The lance on the vax uses a lavor fitting so do you think the outlet on the vax will also be a Lavor fitting?
I've seen on ebay adaptors for Lavor female to Kew Alto Nilfisk

Do you guys think this will work.
Cheers.


----------



## nbray67 (Mar 22, 2012)

The Rover said:


> I also got the 2500w pressure washer. Really pleased with the extra power it gives but it soon empties the water tank in my van
> 
> As mentioned above the hose is a pretty poor plastic job so I want to connect the hose from my nilfisk pw to the vax.
> The lance on the vax uses a lavor fitting so do you think the outlet on the vax will also be a Lavor fitting?
> ...


I'd like to say yeah, this will work but until you order one, you'll not know.

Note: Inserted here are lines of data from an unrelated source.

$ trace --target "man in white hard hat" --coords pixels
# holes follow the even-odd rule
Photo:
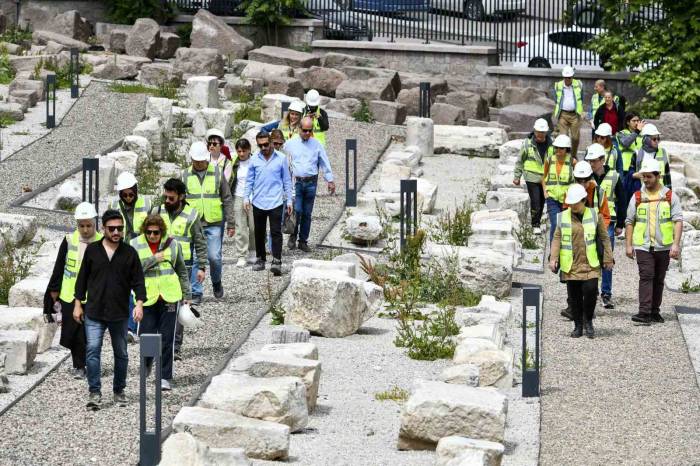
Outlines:
[[[605,191],[610,210],[610,225],[607,228],[610,245],[615,250],[615,236],[620,235],[625,226],[626,205],[625,190],[620,174],[605,163],[605,149],[600,144],[591,144],[586,153],[586,161],[591,164],[593,180]],[[619,215],[618,215],[619,212]],[[603,270],[603,280],[600,286],[600,296],[606,309],[613,309],[612,302],[612,270]]]
[[[73,217],[78,225],[75,231],[63,238],[58,248],[56,263],[46,288],[50,306],[44,305],[44,313],[48,314],[50,321],[61,324],[60,343],[70,350],[73,361],[71,374],[81,379],[85,377],[85,330],[82,323],[73,320],[75,281],[87,245],[101,240],[102,234],[96,231],[97,212],[89,202],[78,204]]]
[[[574,79],[574,69],[570,66],[565,66],[561,75],[564,79],[554,84],[552,121],[558,134],[571,138],[571,153],[576,157],[583,117],[583,84]]]
[[[656,128],[656,125],[651,123],[642,123],[642,130],[639,135],[642,137],[642,147],[634,155],[632,163],[636,167],[636,172],[632,175],[634,178],[641,180],[641,168],[643,162],[647,160],[659,161],[659,174],[663,185],[671,189],[671,166],[668,152],[663,147],[659,147],[661,142],[661,133]]]
[[[520,148],[520,157],[515,162],[513,184],[520,185],[520,177],[525,178],[527,193],[530,196],[530,222],[532,230],[539,235],[542,211],[544,210],[544,190],[542,178],[544,162],[554,154],[552,138],[548,134],[549,123],[543,118],[535,120],[533,131]]]
[[[664,280],[670,259],[680,257],[683,208],[678,196],[661,184],[658,160],[644,160],[639,173],[643,186],[627,207],[625,241],[627,257],[636,257],[639,268],[639,312],[632,320],[649,325],[664,322]]]
[[[187,202],[199,212],[199,219],[207,238],[209,258],[209,276],[211,277],[214,297],[222,298],[224,288],[221,285],[222,253],[224,226],[228,225],[226,234],[233,236],[234,216],[233,197],[228,181],[218,165],[210,163],[211,155],[207,146],[200,141],[190,147],[192,165],[182,173],[182,182],[187,187]],[[200,303],[204,288],[198,280],[196,250],[192,264],[192,301]]]
[[[330,127],[328,122],[328,114],[321,108],[321,95],[316,89],[310,89],[306,93],[306,109],[304,116],[310,117],[314,122],[314,138],[325,148],[326,147],[326,131]]]

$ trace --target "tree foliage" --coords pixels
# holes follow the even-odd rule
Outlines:
[[[613,70],[639,70],[633,82],[648,93],[642,101],[646,115],[700,114],[700,2],[599,0],[598,5],[606,32],[591,48],[609,56]]]

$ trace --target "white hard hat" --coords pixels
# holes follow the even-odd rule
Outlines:
[[[225,141],[226,138],[224,138],[224,132],[221,131],[220,129],[212,128],[209,131],[207,131],[207,134],[205,136],[205,139],[208,141],[210,137],[212,136],[217,136],[221,138],[222,141]]]
[[[601,146],[597,142],[594,142],[588,146],[585,160],[597,160],[601,157],[605,157],[605,147]]]
[[[554,147],[563,147],[565,149],[571,149],[571,138],[567,136],[566,134],[560,134],[556,138],[554,138],[554,142],[552,143]]]
[[[136,177],[129,172],[122,172],[117,177],[117,191],[133,188],[136,186]]]
[[[76,206],[73,216],[76,220],[92,220],[97,217],[97,211],[95,206],[89,202],[81,202]]]
[[[576,166],[578,167],[578,164]],[[569,186],[569,190],[566,192],[566,199],[564,199],[564,202],[566,202],[569,205],[576,204],[577,202],[581,202],[583,199],[585,199],[586,196],[588,196],[586,188],[584,188],[580,184],[574,183],[571,186]]]
[[[202,141],[195,141],[190,146],[190,159],[194,162],[204,162],[209,161],[209,149],[207,145]]]
[[[642,131],[639,133],[640,136],[659,136],[660,134],[656,125],[652,125],[651,123],[642,126]]]
[[[658,160],[656,159],[645,159],[642,162],[642,168],[639,170],[639,173],[660,173],[661,172],[661,164],[659,163]]]
[[[321,95],[316,89],[310,89],[306,93],[306,105],[309,107],[318,107],[321,105]]]
[[[574,167],[574,178],[588,178],[593,174],[591,164],[585,160],[580,161]]]
[[[544,118],[538,118],[535,120],[535,125],[532,127],[535,131],[546,132],[549,131],[549,123]]]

I have a 8mtr Direct hose for my old Karcher so the lavor female to karcher outlet converter is an option for me. 
I did buy a lavor to karcher lance adaptor that works fine but when I have my snow foam lance attached, it's at an angle of approx 45 degrees for some reason!!


----------



## Beancounter (Aug 31, 2006)

Just bought this set, for £30 to accompany my new Vax pressure washer 

I was looking at about £10 delivered for a new adapter and metal pipe thing to attach the adapter as mine is corroding slightly and thought this was a bargain. I like the idea of the angled lance too.


----------



## Justa (Oct 23, 2008)

Anyone else having trouble with Vax ?

Not blaming the original poster but this has turned into a nightmare - 3 weeks after taking my money Vax have still not delivered my order - tried calling the other night and gave up after being on hold for 30 mins.

Called again today and so far been on hold for 50 mins - lots of similar stories on Facebook and trust pilot etc

Just want my money back now but can't even speak to someone


----------



## Beancounter (Aug 31, 2006)

Not here, I paid on the Wednesday and got it delivered on the Friday, both items. I wonder if they may have had a lot of orders to fulfill. No justification for not talking to you though.


----------



## BlackPanther (Oct 23, 2010)

Justa said:


> Anyone else having trouble with Vax ?
> 
> Not blaming the original poster but this has turned into a nightmare - 3 weeks after taking my money Vax have still not delivered my order - tried calling the other night and gave up after being on hold for 30 mins.
> 
> ...


I had an e-mail regards the overwhelming orders received by vax and that the items may not all arrive in one delivery. 
Four boxes have arrived so far, one more to go.
To be fair they do keep me informed via e-mail of what has been delivered and any outstanding part of the order.


----------



## nbray67 (Mar 22, 2012)

Like beancounter, i received my PW a couple of days after placing the order, sorry to hear your having issues buddy.


----------



## cupra-matt (Oct 2, 2006)

I missed out on the sale washers, at least you got your order in.


----------